Banksy paying back for support in Ukraine
Banksy added an anecdote about his exploits in Ukraine, during which he posted an image of a gymnast doing a handstand on a war-damaged house, one of seven images he confirmed that he painted.
The gymnast mural, captioned “Borodyanka, Ukraine,” is named after a town outside Kyiv that was devastated by relentless shelling in the first months of the war.
The street artist recalled how Legacy of War Foundation workers lent him an ambulance to work from.
“[It] turned out to be extremely useful when an angry babushka found me painting on her building and called the police,” Banksy wrote. “I feel the least I should do is raise enough money to replace the number plates on the ambulance I hotted up.”

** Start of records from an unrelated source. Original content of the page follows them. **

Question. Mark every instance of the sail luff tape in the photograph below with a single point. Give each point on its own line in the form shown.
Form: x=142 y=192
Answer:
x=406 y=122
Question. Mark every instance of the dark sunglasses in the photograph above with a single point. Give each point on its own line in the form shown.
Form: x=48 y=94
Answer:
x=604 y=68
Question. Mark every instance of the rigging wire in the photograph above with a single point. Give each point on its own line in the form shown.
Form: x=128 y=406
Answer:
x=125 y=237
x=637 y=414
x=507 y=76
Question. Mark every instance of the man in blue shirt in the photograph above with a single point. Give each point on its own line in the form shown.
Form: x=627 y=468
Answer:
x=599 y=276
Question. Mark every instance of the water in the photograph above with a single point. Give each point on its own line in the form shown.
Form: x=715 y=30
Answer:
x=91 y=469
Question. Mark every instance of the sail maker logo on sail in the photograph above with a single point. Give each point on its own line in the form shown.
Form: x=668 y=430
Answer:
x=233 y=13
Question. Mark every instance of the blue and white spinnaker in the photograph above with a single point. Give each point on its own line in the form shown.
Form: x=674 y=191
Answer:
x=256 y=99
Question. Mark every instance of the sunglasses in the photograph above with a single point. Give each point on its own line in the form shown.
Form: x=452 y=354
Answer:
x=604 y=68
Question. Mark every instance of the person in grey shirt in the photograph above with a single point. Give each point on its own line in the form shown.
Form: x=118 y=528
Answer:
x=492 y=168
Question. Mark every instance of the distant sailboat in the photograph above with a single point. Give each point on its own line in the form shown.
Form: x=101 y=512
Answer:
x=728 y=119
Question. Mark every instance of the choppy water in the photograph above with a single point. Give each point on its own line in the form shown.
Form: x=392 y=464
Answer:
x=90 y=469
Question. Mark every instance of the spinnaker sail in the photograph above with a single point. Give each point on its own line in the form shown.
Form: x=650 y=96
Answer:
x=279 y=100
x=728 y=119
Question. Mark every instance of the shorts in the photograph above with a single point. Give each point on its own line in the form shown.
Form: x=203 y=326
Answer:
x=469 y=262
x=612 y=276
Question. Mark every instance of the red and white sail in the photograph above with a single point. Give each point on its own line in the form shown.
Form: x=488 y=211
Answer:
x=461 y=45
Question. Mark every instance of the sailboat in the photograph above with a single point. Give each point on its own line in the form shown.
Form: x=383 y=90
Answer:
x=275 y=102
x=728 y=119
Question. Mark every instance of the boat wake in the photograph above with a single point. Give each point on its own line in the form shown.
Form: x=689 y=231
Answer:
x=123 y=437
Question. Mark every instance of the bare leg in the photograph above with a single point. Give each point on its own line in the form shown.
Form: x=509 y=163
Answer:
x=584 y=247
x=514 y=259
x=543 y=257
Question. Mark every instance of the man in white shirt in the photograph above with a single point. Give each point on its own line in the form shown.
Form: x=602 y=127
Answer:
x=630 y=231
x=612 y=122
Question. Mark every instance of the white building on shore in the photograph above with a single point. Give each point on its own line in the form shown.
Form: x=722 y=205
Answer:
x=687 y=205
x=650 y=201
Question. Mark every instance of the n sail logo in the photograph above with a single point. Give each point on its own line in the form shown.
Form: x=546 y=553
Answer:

But Banksy is also using his art to tell the world a story of Russian invasion and Ukraine’s outsized resistance.
“This is such a historic moment for our country, that people like Banksy and other famous figures are coming here and showing the world what Russia has done to us,” said 31-year-old Alina Mazur from Kyiv at the site of the gymnast street artwork in November.
“It is a symbol that we are unbreakable,” 32-year-old Oleksiy Savochka said. “And our country is unbreakable.”
Fifty unique art works
Each copy of the rat on a pizza box print is framed and unique because Banksy personally made scratches on each with a pizza knife.
“Due to the fact the production process involves Banksy attacking every print with a sharpened pizza cutter — they are each unique and will differ slightly from the one pictured,” read a statement on the Legacy or War Foundation website.
Giles Duley of the foundation confirmed that the money will also help with energy infrastructure that is being constantly attacked by Russia.
“We will be sending generators, gas heaters and solar powered lights to communities who are facing the brutal winter without electricity,” he said. “And we will be able to continue our support for shelters in Kyiv for women and the LGBTQ community.”